I also have a Hobart but it is the 140 115V wire feed. I intentionally got the 115v model to ensure it was usable anywhere.
You can weld heavy material, but it simply requires you make a multipass weld. I have used it to build an entire exhaust system (20 gage material), lots of miscellaneous brackets, and jigs in the shop, and repair garage doors and other around the home issues.
I have used oxy-acetylene and stick welders but had not welded for 20 some years when I got this small wire welder.
My first project with it was to build a small welding table with some angle iron and some 1/8 x 1 and 1/8 x 2 inch flat bar stock.
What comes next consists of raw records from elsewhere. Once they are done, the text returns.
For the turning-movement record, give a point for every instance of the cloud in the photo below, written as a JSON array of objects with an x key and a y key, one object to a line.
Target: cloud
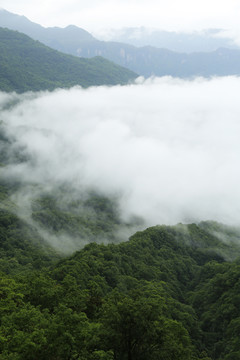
[{"x": 168, "y": 148}]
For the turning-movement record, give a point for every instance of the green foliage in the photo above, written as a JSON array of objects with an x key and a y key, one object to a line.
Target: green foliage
[
  {"x": 167, "y": 293},
  {"x": 27, "y": 65}
]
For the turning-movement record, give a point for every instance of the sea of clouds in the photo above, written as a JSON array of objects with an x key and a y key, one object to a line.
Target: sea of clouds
[{"x": 168, "y": 148}]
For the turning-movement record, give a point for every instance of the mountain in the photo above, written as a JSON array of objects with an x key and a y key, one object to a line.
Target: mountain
[
  {"x": 26, "y": 64},
  {"x": 197, "y": 41},
  {"x": 146, "y": 61},
  {"x": 168, "y": 292}
]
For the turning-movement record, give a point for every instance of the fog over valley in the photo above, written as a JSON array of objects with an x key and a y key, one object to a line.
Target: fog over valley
[{"x": 167, "y": 149}]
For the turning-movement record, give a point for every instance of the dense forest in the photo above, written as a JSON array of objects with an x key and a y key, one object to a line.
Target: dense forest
[
  {"x": 73, "y": 284},
  {"x": 28, "y": 65},
  {"x": 167, "y": 293}
]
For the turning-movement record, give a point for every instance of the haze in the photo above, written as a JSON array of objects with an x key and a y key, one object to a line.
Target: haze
[
  {"x": 93, "y": 15},
  {"x": 168, "y": 148}
]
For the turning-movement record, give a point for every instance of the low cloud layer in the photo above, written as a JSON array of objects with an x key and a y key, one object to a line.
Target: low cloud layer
[{"x": 168, "y": 148}]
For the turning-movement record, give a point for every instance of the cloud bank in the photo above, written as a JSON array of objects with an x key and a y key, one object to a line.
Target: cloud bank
[{"x": 168, "y": 148}]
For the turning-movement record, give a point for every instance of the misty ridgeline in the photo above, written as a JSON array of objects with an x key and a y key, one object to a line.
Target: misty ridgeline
[{"x": 84, "y": 170}]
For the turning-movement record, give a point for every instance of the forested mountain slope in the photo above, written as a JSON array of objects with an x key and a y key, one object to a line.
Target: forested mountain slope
[
  {"x": 164, "y": 294},
  {"x": 26, "y": 65},
  {"x": 169, "y": 292},
  {"x": 145, "y": 60}
]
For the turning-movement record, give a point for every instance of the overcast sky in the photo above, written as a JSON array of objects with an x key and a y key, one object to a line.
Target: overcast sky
[{"x": 93, "y": 15}]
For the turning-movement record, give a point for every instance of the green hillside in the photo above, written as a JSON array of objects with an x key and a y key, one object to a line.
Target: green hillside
[
  {"x": 164, "y": 294},
  {"x": 26, "y": 65}
]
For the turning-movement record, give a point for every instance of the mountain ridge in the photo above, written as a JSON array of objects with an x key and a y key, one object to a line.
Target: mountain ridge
[{"x": 26, "y": 64}]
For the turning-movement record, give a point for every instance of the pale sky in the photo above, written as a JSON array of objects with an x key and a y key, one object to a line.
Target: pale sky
[{"x": 93, "y": 15}]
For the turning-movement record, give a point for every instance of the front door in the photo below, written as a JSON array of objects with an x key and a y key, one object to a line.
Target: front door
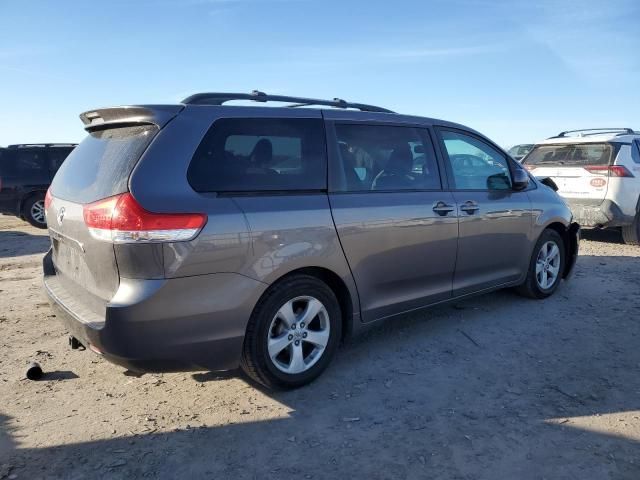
[
  {"x": 495, "y": 221},
  {"x": 397, "y": 226}
]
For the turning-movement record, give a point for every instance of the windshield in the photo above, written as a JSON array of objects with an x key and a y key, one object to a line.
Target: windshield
[
  {"x": 520, "y": 150},
  {"x": 571, "y": 154}
]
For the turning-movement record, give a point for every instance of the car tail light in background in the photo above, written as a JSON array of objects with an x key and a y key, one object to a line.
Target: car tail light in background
[
  {"x": 47, "y": 199},
  {"x": 121, "y": 219},
  {"x": 612, "y": 170}
]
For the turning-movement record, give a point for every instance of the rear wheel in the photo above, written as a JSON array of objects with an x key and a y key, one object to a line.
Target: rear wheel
[
  {"x": 631, "y": 233},
  {"x": 33, "y": 211},
  {"x": 293, "y": 333},
  {"x": 546, "y": 266}
]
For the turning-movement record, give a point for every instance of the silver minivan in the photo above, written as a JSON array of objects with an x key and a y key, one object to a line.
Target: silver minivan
[{"x": 210, "y": 236}]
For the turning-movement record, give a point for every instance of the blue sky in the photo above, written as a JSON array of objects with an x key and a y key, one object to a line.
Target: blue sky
[{"x": 516, "y": 71}]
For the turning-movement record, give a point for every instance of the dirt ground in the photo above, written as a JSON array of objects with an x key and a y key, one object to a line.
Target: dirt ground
[{"x": 495, "y": 387}]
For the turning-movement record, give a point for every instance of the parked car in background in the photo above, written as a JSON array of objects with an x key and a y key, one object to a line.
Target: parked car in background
[
  {"x": 210, "y": 236},
  {"x": 26, "y": 171},
  {"x": 598, "y": 172},
  {"x": 518, "y": 152}
]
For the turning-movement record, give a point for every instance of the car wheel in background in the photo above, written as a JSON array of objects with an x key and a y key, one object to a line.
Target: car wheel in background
[
  {"x": 33, "y": 211},
  {"x": 293, "y": 333},
  {"x": 546, "y": 266}
]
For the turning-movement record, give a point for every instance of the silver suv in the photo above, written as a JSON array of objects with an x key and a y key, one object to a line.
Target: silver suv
[
  {"x": 210, "y": 236},
  {"x": 597, "y": 171}
]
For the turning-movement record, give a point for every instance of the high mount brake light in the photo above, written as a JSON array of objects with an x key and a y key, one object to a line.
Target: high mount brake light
[
  {"x": 121, "y": 219},
  {"x": 613, "y": 170}
]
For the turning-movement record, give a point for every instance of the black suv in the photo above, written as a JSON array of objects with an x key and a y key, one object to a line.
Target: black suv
[{"x": 26, "y": 170}]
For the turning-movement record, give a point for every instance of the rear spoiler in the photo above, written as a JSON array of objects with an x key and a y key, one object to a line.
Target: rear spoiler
[{"x": 158, "y": 115}]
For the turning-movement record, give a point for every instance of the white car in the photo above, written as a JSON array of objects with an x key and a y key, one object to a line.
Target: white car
[{"x": 597, "y": 171}]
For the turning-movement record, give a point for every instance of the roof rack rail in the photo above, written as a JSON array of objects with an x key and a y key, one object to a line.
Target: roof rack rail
[
  {"x": 216, "y": 98},
  {"x": 45, "y": 145},
  {"x": 596, "y": 131}
]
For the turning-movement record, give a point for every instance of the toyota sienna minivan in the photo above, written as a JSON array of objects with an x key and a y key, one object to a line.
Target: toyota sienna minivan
[{"x": 211, "y": 235}]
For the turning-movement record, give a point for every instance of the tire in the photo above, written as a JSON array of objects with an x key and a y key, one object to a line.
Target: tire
[
  {"x": 281, "y": 369},
  {"x": 631, "y": 233},
  {"x": 33, "y": 210},
  {"x": 543, "y": 285}
]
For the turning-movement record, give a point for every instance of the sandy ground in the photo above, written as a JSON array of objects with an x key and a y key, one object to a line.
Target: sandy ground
[{"x": 495, "y": 387}]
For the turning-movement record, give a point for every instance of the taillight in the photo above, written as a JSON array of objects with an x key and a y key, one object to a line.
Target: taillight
[
  {"x": 612, "y": 171},
  {"x": 120, "y": 219},
  {"x": 47, "y": 199}
]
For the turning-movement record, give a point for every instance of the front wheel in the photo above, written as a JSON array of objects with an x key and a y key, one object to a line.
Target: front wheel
[
  {"x": 293, "y": 333},
  {"x": 33, "y": 211},
  {"x": 546, "y": 266}
]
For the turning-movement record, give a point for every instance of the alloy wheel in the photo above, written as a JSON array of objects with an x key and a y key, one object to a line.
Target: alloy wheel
[
  {"x": 298, "y": 335},
  {"x": 548, "y": 265}
]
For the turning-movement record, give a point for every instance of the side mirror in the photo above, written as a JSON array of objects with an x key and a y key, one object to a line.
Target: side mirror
[
  {"x": 499, "y": 181},
  {"x": 520, "y": 179}
]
I built the frame of the weld table out of the angle iron than created a top by welding the flat bar stock edge to edge. That required me to weld several 10's of feet of butt welds to build the top. By the time I had finished the welding table, I was back in the groove and had a good feel for the machine and what amperage and wire feeds to use, and had gotten my touch back. I also re-learned how to fill holes you will inevitably blow in the work as you learn to weld. The weld table does not need to be pretty so you can just burn some wire and try things. By the time you burn up a spool of weld wire you will be able to weld better than most home welders. You will also end up with a small "rough duty" table that will hold several hundred pounds and you can beat on all day without breaking it.
As mentioned above the Hobart is the "consumer" grade version of the Miller welders. They use the same design and components except some elements of the feed system are lighter duty components than used in the commercial machines (plastic rollers vs metal).
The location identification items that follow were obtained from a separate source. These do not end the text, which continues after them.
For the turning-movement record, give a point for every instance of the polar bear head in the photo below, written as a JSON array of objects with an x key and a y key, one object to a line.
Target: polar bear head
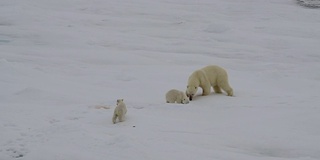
[
  {"x": 185, "y": 99},
  {"x": 191, "y": 91},
  {"x": 119, "y": 101}
]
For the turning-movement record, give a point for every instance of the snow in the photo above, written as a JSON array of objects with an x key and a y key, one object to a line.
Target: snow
[{"x": 64, "y": 63}]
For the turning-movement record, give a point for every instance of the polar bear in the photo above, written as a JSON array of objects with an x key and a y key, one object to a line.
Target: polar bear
[
  {"x": 207, "y": 77},
  {"x": 174, "y": 95},
  {"x": 119, "y": 111}
]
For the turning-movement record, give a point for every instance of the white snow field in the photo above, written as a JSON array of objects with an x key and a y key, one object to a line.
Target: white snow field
[{"x": 64, "y": 63}]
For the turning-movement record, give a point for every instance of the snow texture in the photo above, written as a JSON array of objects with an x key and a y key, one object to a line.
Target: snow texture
[{"x": 64, "y": 63}]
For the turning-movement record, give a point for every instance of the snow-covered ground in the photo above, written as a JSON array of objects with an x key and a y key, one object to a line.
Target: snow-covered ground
[{"x": 62, "y": 60}]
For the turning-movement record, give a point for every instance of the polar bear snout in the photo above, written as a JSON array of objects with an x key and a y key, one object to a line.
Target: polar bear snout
[{"x": 190, "y": 96}]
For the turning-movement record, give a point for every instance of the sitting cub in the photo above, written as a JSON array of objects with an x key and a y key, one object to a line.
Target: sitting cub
[{"x": 119, "y": 111}]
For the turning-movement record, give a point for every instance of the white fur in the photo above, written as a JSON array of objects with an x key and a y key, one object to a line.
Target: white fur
[
  {"x": 120, "y": 111},
  {"x": 207, "y": 77},
  {"x": 174, "y": 95}
]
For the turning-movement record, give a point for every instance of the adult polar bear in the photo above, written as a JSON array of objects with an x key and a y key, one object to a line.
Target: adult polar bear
[{"x": 207, "y": 77}]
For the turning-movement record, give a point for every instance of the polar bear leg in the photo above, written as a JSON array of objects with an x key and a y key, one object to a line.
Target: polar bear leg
[
  {"x": 206, "y": 90},
  {"x": 217, "y": 89},
  {"x": 114, "y": 118},
  {"x": 121, "y": 118},
  {"x": 226, "y": 87}
]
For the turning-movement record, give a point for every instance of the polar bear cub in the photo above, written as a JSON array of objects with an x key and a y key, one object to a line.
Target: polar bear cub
[
  {"x": 120, "y": 111},
  {"x": 207, "y": 77},
  {"x": 174, "y": 95}
]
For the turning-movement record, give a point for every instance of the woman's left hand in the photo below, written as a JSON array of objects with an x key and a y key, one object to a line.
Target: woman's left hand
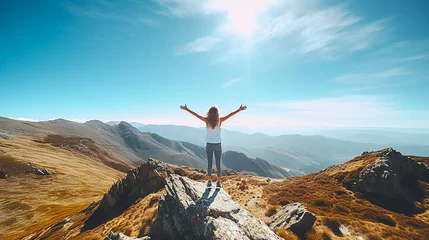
[{"x": 183, "y": 107}]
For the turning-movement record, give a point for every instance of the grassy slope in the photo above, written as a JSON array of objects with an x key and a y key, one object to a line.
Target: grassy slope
[
  {"x": 82, "y": 179},
  {"x": 29, "y": 202}
]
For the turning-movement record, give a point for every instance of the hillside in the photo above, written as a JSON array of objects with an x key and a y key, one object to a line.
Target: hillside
[
  {"x": 342, "y": 210},
  {"x": 301, "y": 153},
  {"x": 256, "y": 166},
  {"x": 85, "y": 158}
]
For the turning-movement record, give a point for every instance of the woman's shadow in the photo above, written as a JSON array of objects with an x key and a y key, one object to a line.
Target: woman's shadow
[{"x": 202, "y": 205}]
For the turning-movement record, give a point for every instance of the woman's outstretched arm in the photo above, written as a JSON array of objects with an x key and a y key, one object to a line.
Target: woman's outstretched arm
[
  {"x": 241, "y": 108},
  {"x": 184, "y": 107}
]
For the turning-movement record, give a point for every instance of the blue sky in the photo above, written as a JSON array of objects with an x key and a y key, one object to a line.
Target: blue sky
[{"x": 297, "y": 65}]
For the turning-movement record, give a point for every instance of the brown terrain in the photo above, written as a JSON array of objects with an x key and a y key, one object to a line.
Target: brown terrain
[{"x": 58, "y": 205}]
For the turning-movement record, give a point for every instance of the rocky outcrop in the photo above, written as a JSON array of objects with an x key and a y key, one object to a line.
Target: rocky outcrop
[
  {"x": 121, "y": 236},
  {"x": 294, "y": 217},
  {"x": 388, "y": 173},
  {"x": 39, "y": 170},
  {"x": 148, "y": 178},
  {"x": 189, "y": 210},
  {"x": 391, "y": 181}
]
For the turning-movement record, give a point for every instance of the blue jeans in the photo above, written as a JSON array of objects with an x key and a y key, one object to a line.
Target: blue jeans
[{"x": 215, "y": 148}]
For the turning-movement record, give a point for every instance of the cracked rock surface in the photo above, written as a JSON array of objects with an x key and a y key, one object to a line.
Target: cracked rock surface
[{"x": 190, "y": 210}]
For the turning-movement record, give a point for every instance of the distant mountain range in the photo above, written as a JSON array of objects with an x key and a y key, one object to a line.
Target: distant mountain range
[
  {"x": 126, "y": 145},
  {"x": 297, "y": 152}
]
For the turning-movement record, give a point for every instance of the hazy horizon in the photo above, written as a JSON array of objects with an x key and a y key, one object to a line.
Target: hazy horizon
[
  {"x": 299, "y": 66},
  {"x": 311, "y": 131}
]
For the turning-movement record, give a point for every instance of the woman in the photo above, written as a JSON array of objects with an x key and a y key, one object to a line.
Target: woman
[{"x": 213, "y": 138}]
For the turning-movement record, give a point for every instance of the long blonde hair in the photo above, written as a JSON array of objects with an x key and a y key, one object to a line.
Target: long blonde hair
[{"x": 212, "y": 117}]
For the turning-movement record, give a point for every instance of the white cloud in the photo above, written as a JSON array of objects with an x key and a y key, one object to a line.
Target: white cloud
[
  {"x": 149, "y": 22},
  {"x": 183, "y": 8},
  {"x": 203, "y": 44},
  {"x": 350, "y": 111},
  {"x": 300, "y": 26},
  {"x": 371, "y": 78},
  {"x": 231, "y": 82}
]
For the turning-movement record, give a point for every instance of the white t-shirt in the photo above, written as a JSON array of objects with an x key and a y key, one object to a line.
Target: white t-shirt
[{"x": 213, "y": 135}]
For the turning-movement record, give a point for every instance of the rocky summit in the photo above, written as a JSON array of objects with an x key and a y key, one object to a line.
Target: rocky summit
[
  {"x": 392, "y": 181},
  {"x": 190, "y": 210}
]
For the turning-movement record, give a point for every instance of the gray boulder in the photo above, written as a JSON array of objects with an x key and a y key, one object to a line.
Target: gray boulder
[
  {"x": 388, "y": 173},
  {"x": 148, "y": 178},
  {"x": 294, "y": 217},
  {"x": 189, "y": 210},
  {"x": 121, "y": 236}
]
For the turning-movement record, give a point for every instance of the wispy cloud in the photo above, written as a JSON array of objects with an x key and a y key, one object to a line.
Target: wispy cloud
[
  {"x": 183, "y": 8},
  {"x": 203, "y": 44},
  {"x": 347, "y": 111},
  {"x": 231, "y": 82},
  {"x": 149, "y": 22},
  {"x": 371, "y": 78},
  {"x": 105, "y": 11}
]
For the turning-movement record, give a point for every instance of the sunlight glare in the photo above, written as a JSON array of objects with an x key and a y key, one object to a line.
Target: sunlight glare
[{"x": 242, "y": 14}]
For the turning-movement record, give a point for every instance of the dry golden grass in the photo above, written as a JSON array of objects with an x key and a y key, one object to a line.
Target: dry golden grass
[
  {"x": 34, "y": 202},
  {"x": 29, "y": 202},
  {"x": 286, "y": 234},
  {"x": 319, "y": 235},
  {"x": 324, "y": 195}
]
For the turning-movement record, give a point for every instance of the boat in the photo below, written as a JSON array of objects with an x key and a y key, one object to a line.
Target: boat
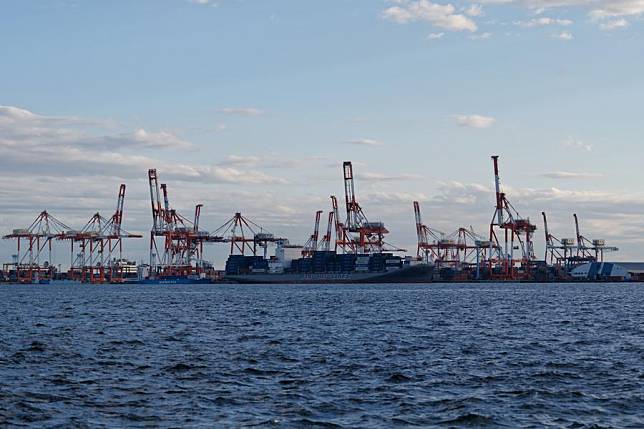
[
  {"x": 174, "y": 280},
  {"x": 326, "y": 267}
]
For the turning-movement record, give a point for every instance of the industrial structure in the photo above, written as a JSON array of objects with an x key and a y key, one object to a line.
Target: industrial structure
[
  {"x": 509, "y": 232},
  {"x": 176, "y": 242},
  {"x": 100, "y": 247},
  {"x": 352, "y": 247},
  {"x": 35, "y": 243}
]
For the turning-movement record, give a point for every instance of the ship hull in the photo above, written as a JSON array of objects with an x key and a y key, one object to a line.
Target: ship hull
[
  {"x": 413, "y": 274},
  {"x": 173, "y": 281}
]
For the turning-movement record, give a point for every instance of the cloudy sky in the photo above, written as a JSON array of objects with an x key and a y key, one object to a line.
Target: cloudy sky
[{"x": 252, "y": 106}]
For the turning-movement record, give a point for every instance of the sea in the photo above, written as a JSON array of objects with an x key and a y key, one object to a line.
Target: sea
[{"x": 327, "y": 356}]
I use only the flux core wire, so I don't need to screw with gas bottles, and for typical around the shop applications like tack welding a jig together or fixing a cracked frame of a log splitter or something like that it works just fine. Also you can use the flux core wire outdoors when it is a bit breezy which you cannot do with gas welding because the wind will blow the gas shield away.
Welds are not as clean looking as gas welded mig, but they can be just as strong if you use good technique (translation take the time to get good fit-up on your materials so you are not trying to fill large gaps).
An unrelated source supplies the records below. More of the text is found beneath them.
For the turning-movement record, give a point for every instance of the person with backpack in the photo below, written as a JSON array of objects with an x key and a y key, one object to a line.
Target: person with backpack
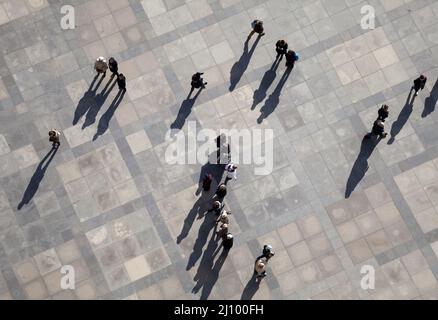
[
  {"x": 419, "y": 83},
  {"x": 54, "y": 137},
  {"x": 197, "y": 82},
  {"x": 206, "y": 183},
  {"x": 291, "y": 57},
  {"x": 281, "y": 48},
  {"x": 100, "y": 66},
  {"x": 383, "y": 113},
  {"x": 257, "y": 27},
  {"x": 113, "y": 66}
]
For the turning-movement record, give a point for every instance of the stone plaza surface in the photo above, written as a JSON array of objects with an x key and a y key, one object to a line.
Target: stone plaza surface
[{"x": 129, "y": 223}]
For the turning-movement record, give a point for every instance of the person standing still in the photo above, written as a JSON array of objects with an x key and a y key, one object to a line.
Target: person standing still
[
  {"x": 383, "y": 113},
  {"x": 121, "y": 82},
  {"x": 281, "y": 48},
  {"x": 54, "y": 137},
  {"x": 231, "y": 172},
  {"x": 419, "y": 83},
  {"x": 257, "y": 27},
  {"x": 113, "y": 66},
  {"x": 100, "y": 66}
]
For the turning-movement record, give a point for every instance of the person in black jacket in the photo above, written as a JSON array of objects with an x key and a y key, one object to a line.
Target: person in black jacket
[
  {"x": 281, "y": 48},
  {"x": 383, "y": 113},
  {"x": 291, "y": 57},
  {"x": 113, "y": 66},
  {"x": 257, "y": 27},
  {"x": 121, "y": 82},
  {"x": 377, "y": 130},
  {"x": 419, "y": 83},
  {"x": 197, "y": 82}
]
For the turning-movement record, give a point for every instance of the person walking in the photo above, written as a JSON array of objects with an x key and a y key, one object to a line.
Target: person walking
[
  {"x": 377, "y": 130},
  {"x": 221, "y": 191},
  {"x": 281, "y": 48},
  {"x": 206, "y": 183},
  {"x": 101, "y": 66},
  {"x": 54, "y": 137},
  {"x": 217, "y": 207},
  {"x": 224, "y": 217},
  {"x": 268, "y": 253},
  {"x": 231, "y": 172},
  {"x": 260, "y": 268},
  {"x": 383, "y": 113},
  {"x": 227, "y": 241},
  {"x": 121, "y": 82},
  {"x": 197, "y": 82},
  {"x": 419, "y": 83},
  {"x": 291, "y": 58},
  {"x": 257, "y": 27},
  {"x": 113, "y": 66}
]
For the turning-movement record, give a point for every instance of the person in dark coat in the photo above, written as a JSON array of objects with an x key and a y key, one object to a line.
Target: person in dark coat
[
  {"x": 419, "y": 83},
  {"x": 206, "y": 183},
  {"x": 383, "y": 112},
  {"x": 121, "y": 82},
  {"x": 257, "y": 27},
  {"x": 291, "y": 57},
  {"x": 281, "y": 48},
  {"x": 377, "y": 130},
  {"x": 221, "y": 191},
  {"x": 217, "y": 208},
  {"x": 113, "y": 66},
  {"x": 227, "y": 241}
]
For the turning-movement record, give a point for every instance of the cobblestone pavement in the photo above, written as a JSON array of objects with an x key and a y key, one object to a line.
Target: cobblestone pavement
[{"x": 109, "y": 205}]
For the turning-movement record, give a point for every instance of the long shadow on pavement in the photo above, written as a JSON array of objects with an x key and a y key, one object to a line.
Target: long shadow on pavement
[
  {"x": 360, "y": 166},
  {"x": 37, "y": 177},
  {"x": 430, "y": 102},
  {"x": 239, "y": 68}
]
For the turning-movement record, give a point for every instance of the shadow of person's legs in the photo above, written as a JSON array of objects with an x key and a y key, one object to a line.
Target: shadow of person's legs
[
  {"x": 37, "y": 177},
  {"x": 402, "y": 118},
  {"x": 251, "y": 288},
  {"x": 267, "y": 80},
  {"x": 274, "y": 99},
  {"x": 106, "y": 117},
  {"x": 430, "y": 102},
  {"x": 184, "y": 111},
  {"x": 360, "y": 166},
  {"x": 239, "y": 68},
  {"x": 99, "y": 100},
  {"x": 87, "y": 101}
]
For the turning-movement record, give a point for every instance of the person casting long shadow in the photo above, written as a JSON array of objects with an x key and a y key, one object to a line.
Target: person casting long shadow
[
  {"x": 430, "y": 102},
  {"x": 402, "y": 118},
  {"x": 240, "y": 66},
  {"x": 274, "y": 98},
  {"x": 106, "y": 117},
  {"x": 251, "y": 288},
  {"x": 268, "y": 78},
  {"x": 184, "y": 111},
  {"x": 207, "y": 225},
  {"x": 99, "y": 100},
  {"x": 37, "y": 178},
  {"x": 208, "y": 271},
  {"x": 87, "y": 100},
  {"x": 198, "y": 209},
  {"x": 360, "y": 166}
]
I have welded material up to 1/4 inch thick with it using multi pass welding ( the same as the ship yards that used to weld 6" thick steel with stick welders) You just make a root pass at the bottom of a V'eed out joint and then make multiple passes to fill the V.
It takes some time and you have to learn to control (anticipate) weld shrinkage, but it works quite well for home shop type repairs and simple non-critical fabrication.